When configurable processors first became an item of discussion in system-on-chip circles a few years ago, their promise seemed straightforward.
When configurable processors first became an item of discussion in system-on-chip circles a few years ago, their promise seemed straightforward. By configuring a CPU core with local scratchpad memory, additional specialized registers or a custom execution unit, you could accelerate the inner loops of numerically intensive applications. That, in turn, would allow you to eliminate hardwired functional blocks from the SoC or, in some cases, to improve the overall performance of the chip.
As Tensilica has demonstrated, a large array of such extended CPU cores can deliver enormous performance on a particular application while preserving some software programmability.

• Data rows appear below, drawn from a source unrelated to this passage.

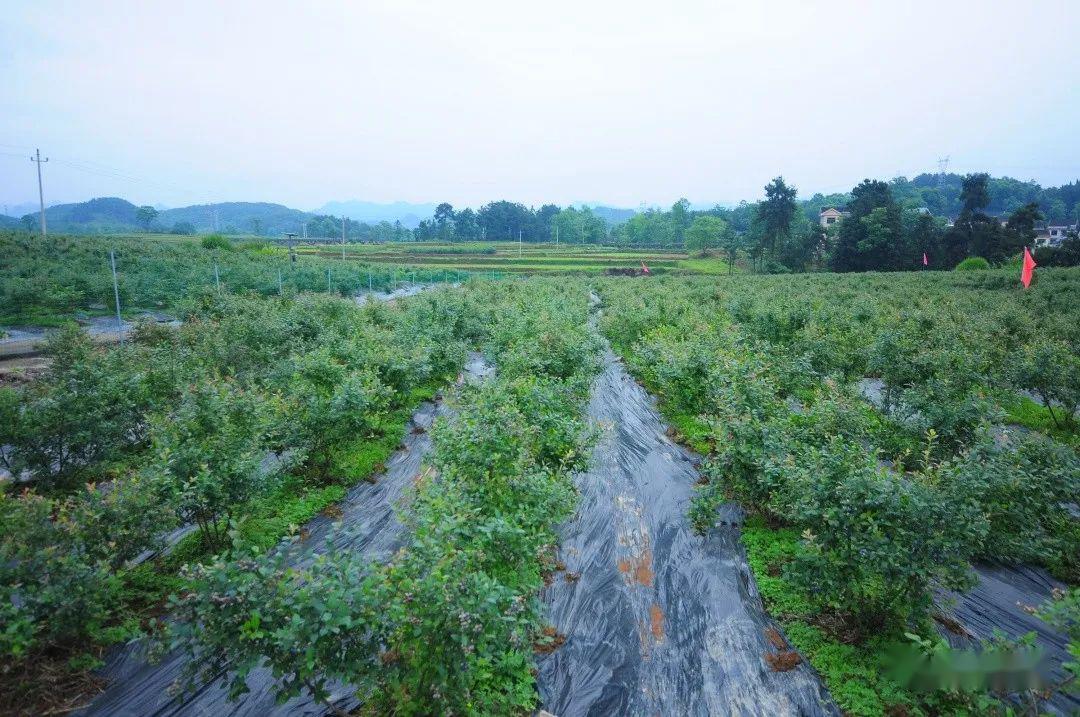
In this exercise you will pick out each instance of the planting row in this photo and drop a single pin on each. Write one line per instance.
(254, 413)
(864, 509)
(449, 624)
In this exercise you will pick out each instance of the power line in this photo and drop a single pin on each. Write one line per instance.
(41, 192)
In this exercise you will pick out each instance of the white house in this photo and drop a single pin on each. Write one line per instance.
(829, 215)
(1055, 233)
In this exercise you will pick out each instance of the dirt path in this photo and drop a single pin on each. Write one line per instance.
(658, 620)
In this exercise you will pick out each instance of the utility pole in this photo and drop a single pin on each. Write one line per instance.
(116, 295)
(41, 192)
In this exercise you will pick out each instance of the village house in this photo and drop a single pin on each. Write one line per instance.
(1055, 233)
(829, 215)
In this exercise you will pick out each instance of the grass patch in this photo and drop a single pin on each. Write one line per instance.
(705, 266)
(1021, 410)
(851, 673)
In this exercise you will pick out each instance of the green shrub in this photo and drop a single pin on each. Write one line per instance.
(206, 455)
(216, 242)
(973, 264)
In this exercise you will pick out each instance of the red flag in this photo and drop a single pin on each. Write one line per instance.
(1029, 265)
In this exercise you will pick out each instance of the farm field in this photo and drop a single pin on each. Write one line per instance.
(525, 259)
(472, 496)
(46, 282)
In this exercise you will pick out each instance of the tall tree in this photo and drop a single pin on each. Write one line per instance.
(775, 214)
(974, 197)
(680, 218)
(444, 221)
(1023, 220)
(706, 232)
(464, 225)
(868, 239)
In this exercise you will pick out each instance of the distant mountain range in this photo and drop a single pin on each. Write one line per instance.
(111, 215)
(408, 214)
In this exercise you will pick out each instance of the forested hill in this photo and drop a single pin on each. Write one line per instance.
(941, 194)
(111, 214)
(237, 218)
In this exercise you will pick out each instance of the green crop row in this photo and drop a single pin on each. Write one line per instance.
(864, 506)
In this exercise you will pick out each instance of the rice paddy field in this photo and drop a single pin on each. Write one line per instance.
(521, 259)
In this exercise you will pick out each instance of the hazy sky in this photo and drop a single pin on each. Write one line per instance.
(619, 102)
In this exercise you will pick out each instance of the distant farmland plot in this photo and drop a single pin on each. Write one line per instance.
(526, 259)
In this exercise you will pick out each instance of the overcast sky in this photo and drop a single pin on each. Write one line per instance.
(618, 103)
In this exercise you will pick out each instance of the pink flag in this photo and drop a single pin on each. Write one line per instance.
(1028, 271)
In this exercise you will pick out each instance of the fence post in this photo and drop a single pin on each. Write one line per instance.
(116, 294)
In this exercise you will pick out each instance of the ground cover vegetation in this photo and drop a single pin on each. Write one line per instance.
(879, 430)
(449, 625)
(252, 416)
(45, 281)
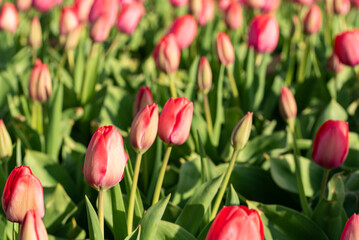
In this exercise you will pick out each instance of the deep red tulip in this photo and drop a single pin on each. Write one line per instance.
(105, 159)
(225, 49)
(129, 17)
(9, 18)
(346, 47)
(175, 121)
(167, 54)
(32, 227)
(351, 229)
(144, 128)
(236, 221)
(263, 33)
(23, 191)
(331, 144)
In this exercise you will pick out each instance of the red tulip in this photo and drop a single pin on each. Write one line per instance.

That was then. In today's environment, design cycles are short and markets uncertain, and there are no big margins-even on successful products-to fund risks. The key is to hop from market niche to market niche, risking as little capital as possible and obsessing over cost. This environment does not encourage architectural experimentation.
But that doesn't mean it is a bad time for configurability. ARC International CEO Carl Schlachte commented recently that one of his surprises, upon examining the company's recent design wins, was the consistent interest in configurability-not for performance, but for area and power reduction. "For many of these accounts, configurability wasn't about extending the core but about reducing it," he said.
In today's Simon Legree environment, that makes a sad sort of sense. If the design team is engaged in making incremental changes to an existing SoC to cover nearby and transient market niches, architectural upheaval is probably out of the question. So forget moving major functions from hardware-already designed, verified and cost-reduced hardware, of course-into software. Just make everything cheaper.
If you are working with a relatively static code set-and particularly if you can keep the critical inner loops static, so that those incremental changes hit only rarely traversed control- or exception-path code-there is a chance to save silicon by profiling the daylights out of the code and then shaving cache sizes, register sets and even execution unit features down to the bone.
In the case of ARC and Tensilica, that can make a difference in area. And that can make all the difference.